Perry’s artistic career started to stagnate in the late 1970s. By 1978, stress, depression and lack of creative control over his work began to take their toll on his career, so much so that he apparently burned his own studio to the ground in a fit of rage.
His persona is notoriously difficult to decipher. He often seemed deliberately difficult to understand, sometimes speaking in riddles and coded aphorisms in interviews and even in concert. He was highly protective of his work and feuded with many of the artists and producers he worked with.

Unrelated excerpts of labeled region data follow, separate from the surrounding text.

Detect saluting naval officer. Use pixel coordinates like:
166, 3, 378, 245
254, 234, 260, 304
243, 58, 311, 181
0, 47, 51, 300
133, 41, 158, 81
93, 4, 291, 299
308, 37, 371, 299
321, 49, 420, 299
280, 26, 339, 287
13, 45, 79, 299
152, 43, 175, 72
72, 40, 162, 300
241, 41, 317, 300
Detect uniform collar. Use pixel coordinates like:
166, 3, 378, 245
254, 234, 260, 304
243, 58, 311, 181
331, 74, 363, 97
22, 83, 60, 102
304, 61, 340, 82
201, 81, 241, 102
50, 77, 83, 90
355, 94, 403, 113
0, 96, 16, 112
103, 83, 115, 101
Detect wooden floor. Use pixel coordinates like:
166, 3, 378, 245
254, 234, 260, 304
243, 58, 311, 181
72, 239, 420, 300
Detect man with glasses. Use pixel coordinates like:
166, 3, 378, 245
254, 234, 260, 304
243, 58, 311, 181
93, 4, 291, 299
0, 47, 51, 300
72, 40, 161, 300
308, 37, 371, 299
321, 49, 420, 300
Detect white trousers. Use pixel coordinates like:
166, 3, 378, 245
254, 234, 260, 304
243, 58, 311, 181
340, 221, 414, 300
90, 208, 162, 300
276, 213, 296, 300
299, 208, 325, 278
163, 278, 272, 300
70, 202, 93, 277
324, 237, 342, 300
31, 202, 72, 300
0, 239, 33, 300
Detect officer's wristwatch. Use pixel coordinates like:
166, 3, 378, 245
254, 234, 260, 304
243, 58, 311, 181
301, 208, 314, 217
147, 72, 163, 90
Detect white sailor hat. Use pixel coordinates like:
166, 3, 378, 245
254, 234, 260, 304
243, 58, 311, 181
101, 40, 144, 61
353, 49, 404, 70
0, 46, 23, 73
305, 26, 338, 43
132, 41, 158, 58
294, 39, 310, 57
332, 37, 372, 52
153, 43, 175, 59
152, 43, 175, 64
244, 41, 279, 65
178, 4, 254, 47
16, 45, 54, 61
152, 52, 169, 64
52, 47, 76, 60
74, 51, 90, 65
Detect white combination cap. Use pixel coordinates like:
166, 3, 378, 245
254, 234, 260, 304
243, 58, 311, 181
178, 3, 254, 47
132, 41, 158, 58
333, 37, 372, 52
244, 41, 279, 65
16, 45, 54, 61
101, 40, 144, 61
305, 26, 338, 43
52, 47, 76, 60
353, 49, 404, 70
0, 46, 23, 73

Even in many of his lyrics it could be hard to tell if his outlandish imagery was intended as an act of artistic defiance against conformity, as part of a joke or perhaps even related to mental instability. Perry once recorded a song called “I Am a Madman” and told Rolling Stone magazine that “being a madman is a good thing. … It keeps people away. When they think you are crazy, they don’t come around and take your energy, making you weak. I am the Upsetter!”
His music was not generally noteworthy for strong insights into social or political reality, but he was known as a generous collaborator, well known for educating younger artists in studio production and encouraging musical creativity.
Though he hit a creative wall in the 1980s, Perry had a later-life resurgence. He managed to stay relevant by consistently touring the United States and Europe. He moved to Switzerland with his wife and family and began to revive his career in the 1990s. In addition to producing for others, he made over 50 albums himself, including 15 after the age of 80.
He worked with acts such as the Beastie Boys, performing vocals on the 1998 song “Dr Lee, PHD” and collaborated with British dub music producer Mad Professor. In 2002, Perry’s album Jamaican E.T. won a Grammy for best reggae album, and he was nominated four other times.
Perry managed to inspire music producers and songwriters of many genres around the world. His innovative pioneering of the remix, the remaster and the reworking of songs had a significant impact on the development of electronic music, hip-hop, punk and dance music. His music itself is heavily sampled by a wide range of artists every year.
Marley’s son Ziggy Marley once said about his relationship with Perry, “It was always a unique experience being around him. … He opened minds with his creativity and his personality. Some people thought it was madness, but I recognized it was genius, uniqueness, courage and freedom.”